Monday, April 02, 2007

Xer Letter of the Week

From a letter to the editor in today’s Age:

My friends and I completed law degrees at Melbourne Uni in the early '90s, when "going to uni" was a myth of middle-class advancement . . . Most of us were tens of thousands in debt (many still are), and took one to two years to find work in law, at a much lower rate than if we'd just done apprenticeships.

We are hundreds of thousands of dollars behind friends who just got jobs after high school working where they were actually needed — as mechanics, plumbers etc.


- David Beattie, Mont Albert

David doesn’t clarify whether he was part of the (commencing) class of ’89 (or later), or whether like me, the goalposts were moved after he started his law course. If he was in the former category, I reckon that he was under a fair bit of notice as to “the myth of middle-class advancement” even in 1989. But I wouldn't be too harsh on him; teenagers have always been lemming-like creatures, making bad decisions in the interests of peer conformity.

Sunday, April 01, 2007

HIV in Victoria, and passing the buck/bug

Fact: Epidemics increase exponentially until the broader population has been decimated. The only circuit-breaker that can work against this natural law is the effective quarantining of the already-infected from the broader population.

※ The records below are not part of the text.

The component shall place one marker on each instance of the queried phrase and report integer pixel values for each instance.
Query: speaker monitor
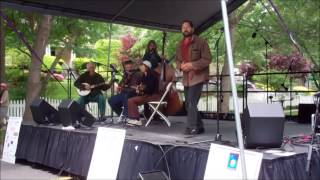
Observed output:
(263, 125)
(43, 112)
(71, 113)
(305, 111)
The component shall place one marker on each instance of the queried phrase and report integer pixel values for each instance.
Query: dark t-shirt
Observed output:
(92, 80)
(151, 81)
(154, 59)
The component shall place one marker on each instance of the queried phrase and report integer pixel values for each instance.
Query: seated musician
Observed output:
(87, 81)
(152, 55)
(148, 91)
(131, 79)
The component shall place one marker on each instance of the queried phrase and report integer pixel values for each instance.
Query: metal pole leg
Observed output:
(233, 86)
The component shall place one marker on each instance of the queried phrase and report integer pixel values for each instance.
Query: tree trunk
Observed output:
(34, 79)
(2, 50)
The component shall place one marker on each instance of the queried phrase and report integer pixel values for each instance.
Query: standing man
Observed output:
(193, 58)
(90, 80)
(4, 103)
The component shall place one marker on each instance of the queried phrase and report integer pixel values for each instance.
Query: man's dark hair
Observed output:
(127, 62)
(189, 22)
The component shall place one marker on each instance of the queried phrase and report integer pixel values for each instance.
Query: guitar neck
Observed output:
(101, 84)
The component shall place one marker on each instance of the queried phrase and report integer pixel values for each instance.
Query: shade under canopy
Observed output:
(157, 14)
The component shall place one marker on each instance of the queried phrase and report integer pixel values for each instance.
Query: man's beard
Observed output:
(187, 34)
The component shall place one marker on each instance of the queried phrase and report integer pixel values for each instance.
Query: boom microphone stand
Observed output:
(218, 81)
(70, 75)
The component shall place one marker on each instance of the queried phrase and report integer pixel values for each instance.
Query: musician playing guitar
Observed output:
(88, 81)
(126, 88)
(148, 91)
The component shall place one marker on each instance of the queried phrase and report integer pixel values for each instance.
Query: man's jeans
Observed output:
(83, 100)
(120, 100)
(192, 96)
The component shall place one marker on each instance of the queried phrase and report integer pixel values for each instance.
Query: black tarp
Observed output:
(72, 151)
(164, 14)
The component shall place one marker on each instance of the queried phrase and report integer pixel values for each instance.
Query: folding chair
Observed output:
(156, 104)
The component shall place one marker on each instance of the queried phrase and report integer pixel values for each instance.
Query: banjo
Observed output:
(85, 92)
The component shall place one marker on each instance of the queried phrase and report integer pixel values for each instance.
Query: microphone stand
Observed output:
(70, 75)
(267, 44)
(219, 98)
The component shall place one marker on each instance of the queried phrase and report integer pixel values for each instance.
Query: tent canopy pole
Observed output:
(233, 86)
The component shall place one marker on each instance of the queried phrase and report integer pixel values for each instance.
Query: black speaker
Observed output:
(305, 111)
(71, 113)
(263, 125)
(153, 175)
(43, 112)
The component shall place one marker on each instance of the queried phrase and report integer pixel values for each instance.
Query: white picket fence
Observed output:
(16, 108)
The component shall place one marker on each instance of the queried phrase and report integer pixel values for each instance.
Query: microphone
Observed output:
(113, 68)
(284, 87)
(254, 34)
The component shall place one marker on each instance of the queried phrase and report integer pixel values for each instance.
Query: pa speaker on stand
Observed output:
(263, 125)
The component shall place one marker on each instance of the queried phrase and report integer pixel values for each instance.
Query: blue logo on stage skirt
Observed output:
(233, 161)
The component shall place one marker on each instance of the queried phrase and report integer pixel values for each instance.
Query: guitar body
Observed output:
(83, 92)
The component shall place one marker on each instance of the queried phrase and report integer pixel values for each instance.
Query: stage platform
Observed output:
(159, 147)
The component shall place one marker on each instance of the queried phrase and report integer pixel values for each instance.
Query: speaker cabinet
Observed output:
(71, 113)
(44, 113)
(263, 125)
(305, 111)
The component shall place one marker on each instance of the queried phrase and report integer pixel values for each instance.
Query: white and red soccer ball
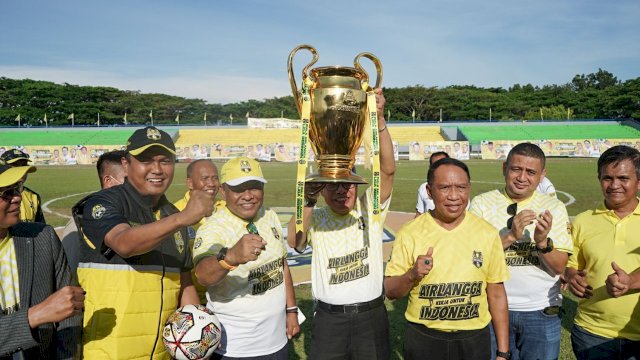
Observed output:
(192, 332)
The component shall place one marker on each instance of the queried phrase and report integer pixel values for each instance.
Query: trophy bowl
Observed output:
(338, 115)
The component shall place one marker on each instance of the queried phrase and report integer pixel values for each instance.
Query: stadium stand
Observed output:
(407, 134)
(93, 136)
(475, 134)
(236, 136)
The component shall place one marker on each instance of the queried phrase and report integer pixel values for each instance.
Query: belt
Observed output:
(552, 310)
(352, 308)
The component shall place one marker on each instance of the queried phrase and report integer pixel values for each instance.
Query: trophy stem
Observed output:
(335, 168)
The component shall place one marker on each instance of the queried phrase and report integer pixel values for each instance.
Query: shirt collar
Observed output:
(144, 201)
(602, 209)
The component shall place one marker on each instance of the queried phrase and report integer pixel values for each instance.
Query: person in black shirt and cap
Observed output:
(135, 259)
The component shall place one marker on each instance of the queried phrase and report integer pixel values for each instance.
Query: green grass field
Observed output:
(61, 187)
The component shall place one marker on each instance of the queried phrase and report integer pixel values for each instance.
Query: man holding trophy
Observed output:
(347, 264)
(346, 235)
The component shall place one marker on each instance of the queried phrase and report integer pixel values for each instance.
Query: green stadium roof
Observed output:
(476, 134)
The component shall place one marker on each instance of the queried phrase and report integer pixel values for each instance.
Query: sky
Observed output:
(237, 50)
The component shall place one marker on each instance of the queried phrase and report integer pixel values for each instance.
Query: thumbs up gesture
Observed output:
(422, 266)
(618, 282)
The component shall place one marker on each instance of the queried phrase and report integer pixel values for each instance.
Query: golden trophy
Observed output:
(338, 114)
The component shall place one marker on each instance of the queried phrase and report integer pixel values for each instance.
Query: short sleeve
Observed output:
(99, 216)
(419, 204)
(209, 240)
(576, 259)
(498, 271)
(401, 256)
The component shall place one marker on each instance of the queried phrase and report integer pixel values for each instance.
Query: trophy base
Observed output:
(351, 179)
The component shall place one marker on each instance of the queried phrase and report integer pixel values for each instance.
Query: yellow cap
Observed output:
(10, 175)
(240, 170)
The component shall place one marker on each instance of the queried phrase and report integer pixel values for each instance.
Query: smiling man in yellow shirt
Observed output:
(604, 270)
(451, 264)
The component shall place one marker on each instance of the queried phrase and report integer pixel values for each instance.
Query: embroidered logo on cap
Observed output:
(98, 211)
(244, 166)
(153, 134)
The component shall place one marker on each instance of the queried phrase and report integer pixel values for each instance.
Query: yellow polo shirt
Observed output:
(453, 295)
(181, 204)
(600, 237)
(9, 281)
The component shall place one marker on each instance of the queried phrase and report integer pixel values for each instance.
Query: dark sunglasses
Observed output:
(335, 186)
(511, 210)
(252, 229)
(8, 193)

In Australia, unlike most of the rest of the world, there has long been a de facto quarantining, albeit with a twist. Already-infected gay men – always the major sub-group among the already-HIV+ population of Australia – were in the 1980s placed in more or less the same boat as gay men generally. That is, the quarantine was relatively indiscriminate in placing already-infected alongside uninfected gay men behind its “walls”.

Twenty-three or so years later, the results of this odd quarantining strategy are predictable. For a reasonable period, HIV appeared to be on the wane as an epidemic, both among gay men and the general population. Then a secondary epidemic emerged, of course, from behind the quarantine’s “walls”. Gay men of my generation (born 1963-1976) have been disproportionately affected by this secondary epidemic.

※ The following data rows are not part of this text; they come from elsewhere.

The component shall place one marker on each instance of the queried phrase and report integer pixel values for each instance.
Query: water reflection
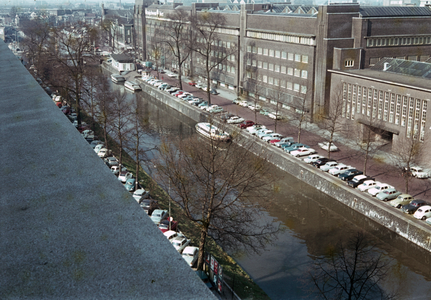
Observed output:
(312, 222)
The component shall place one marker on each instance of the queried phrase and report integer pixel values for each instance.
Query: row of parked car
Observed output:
(353, 177)
(159, 216)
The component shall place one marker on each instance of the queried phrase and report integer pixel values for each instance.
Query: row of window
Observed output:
(277, 68)
(397, 41)
(278, 54)
(394, 108)
(281, 37)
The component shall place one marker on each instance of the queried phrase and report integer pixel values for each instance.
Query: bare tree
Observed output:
(333, 121)
(177, 38)
(216, 184)
(405, 154)
(366, 136)
(353, 269)
(120, 116)
(207, 44)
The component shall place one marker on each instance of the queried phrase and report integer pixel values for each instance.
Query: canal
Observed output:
(311, 223)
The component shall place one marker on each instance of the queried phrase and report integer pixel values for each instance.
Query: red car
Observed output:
(246, 124)
(164, 225)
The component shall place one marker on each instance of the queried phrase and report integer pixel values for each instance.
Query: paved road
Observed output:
(380, 168)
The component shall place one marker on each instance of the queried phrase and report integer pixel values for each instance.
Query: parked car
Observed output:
(272, 136)
(349, 174)
(329, 165)
(413, 206)
(140, 194)
(368, 184)
(379, 188)
(253, 129)
(423, 212)
(326, 145)
(124, 175)
(130, 184)
(388, 194)
(401, 200)
(190, 255)
(282, 141)
(149, 205)
(321, 161)
(418, 172)
(303, 151)
(339, 169)
(158, 215)
(164, 225)
(111, 161)
(312, 158)
(357, 180)
(235, 120)
(180, 242)
(246, 124)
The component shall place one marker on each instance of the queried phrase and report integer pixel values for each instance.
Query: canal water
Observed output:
(311, 223)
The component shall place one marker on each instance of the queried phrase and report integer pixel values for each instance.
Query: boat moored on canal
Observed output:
(212, 132)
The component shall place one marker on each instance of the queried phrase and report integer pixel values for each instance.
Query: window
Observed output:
(303, 89)
(348, 63)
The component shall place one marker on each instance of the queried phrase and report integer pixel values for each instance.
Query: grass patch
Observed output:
(233, 274)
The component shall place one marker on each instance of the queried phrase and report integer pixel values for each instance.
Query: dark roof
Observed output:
(123, 58)
(393, 11)
(404, 67)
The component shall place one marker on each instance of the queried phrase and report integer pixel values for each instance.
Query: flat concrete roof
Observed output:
(68, 228)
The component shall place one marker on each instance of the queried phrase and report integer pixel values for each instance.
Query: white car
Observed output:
(253, 129)
(272, 136)
(423, 212)
(180, 242)
(302, 152)
(418, 172)
(339, 169)
(368, 184)
(190, 255)
(103, 153)
(124, 175)
(312, 158)
(329, 165)
(275, 116)
(141, 194)
(378, 188)
(326, 145)
(235, 120)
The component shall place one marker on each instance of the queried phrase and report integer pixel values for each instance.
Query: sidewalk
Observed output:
(381, 166)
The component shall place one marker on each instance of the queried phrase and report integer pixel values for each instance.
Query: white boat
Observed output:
(117, 78)
(132, 86)
(211, 132)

I am angry about this because it was so predictable. A “soft” quarantining of the already-infected in the mid-1980s – disproportionately baby boomers – was either expedient and short-term, or coldly calculating. With all gay men deemed to be behind the walls, a deliberately fudged, de-medicalised and de-legalised discourse took off. Gay boomer-dominated state AIDS Councils waxed on how, working from the inside, they were best able to introduce “behaviour change” among gay men; i.e. to enforce (although I doubt that is a word they ever would have used) safe sex among gay men.

Well guess what? The quarantining of all gay men, as a self-contained jurisdiction with its own warm and fuzzy rules, was not able to conquer the natural law of epidemiology, which dictates that the primary object of quarantining must be the distancing of the already-infected from the broader population. Any other form quarantining will simply breed a secondary epidemic – i.e. it will be perversely set up an identifiable class of “to be infecteds”. And Xer gay men were the patsies in this criminally dumb experiment.

I am not suggesting actual physical quarantining of Australia’s already-HIV+ population generally. Most Xer gay men have known all their adult life that the buck, and hence the bug, stops with them, anyway. Boomer gay men, OTOH, share in their generation’s general amorality and lack of personal responsibility. It is no surprise and no accident that psychopath (alleged) HIV-spreader Michael Neal is a boomer, and most of those he infected are apparently Xers.

Australia’s state AIDS Councils should all be immediately disbanded, and replaced with a system that places far more legal responsibility on, and medico-legal supervision over, the already-HIV+. This would not likely come as a draconian shock to most already-HIV+ Xer gay men, at least. But if boomers need to be locked up indefinitely, so be it.

By enforcing responsibility and supervision, an equal and opposite weight will be lifted from the shoulders of currently uninfected gay men: they will go from being a “to be infected” class to being with who they actually belong among: the uninfected general population.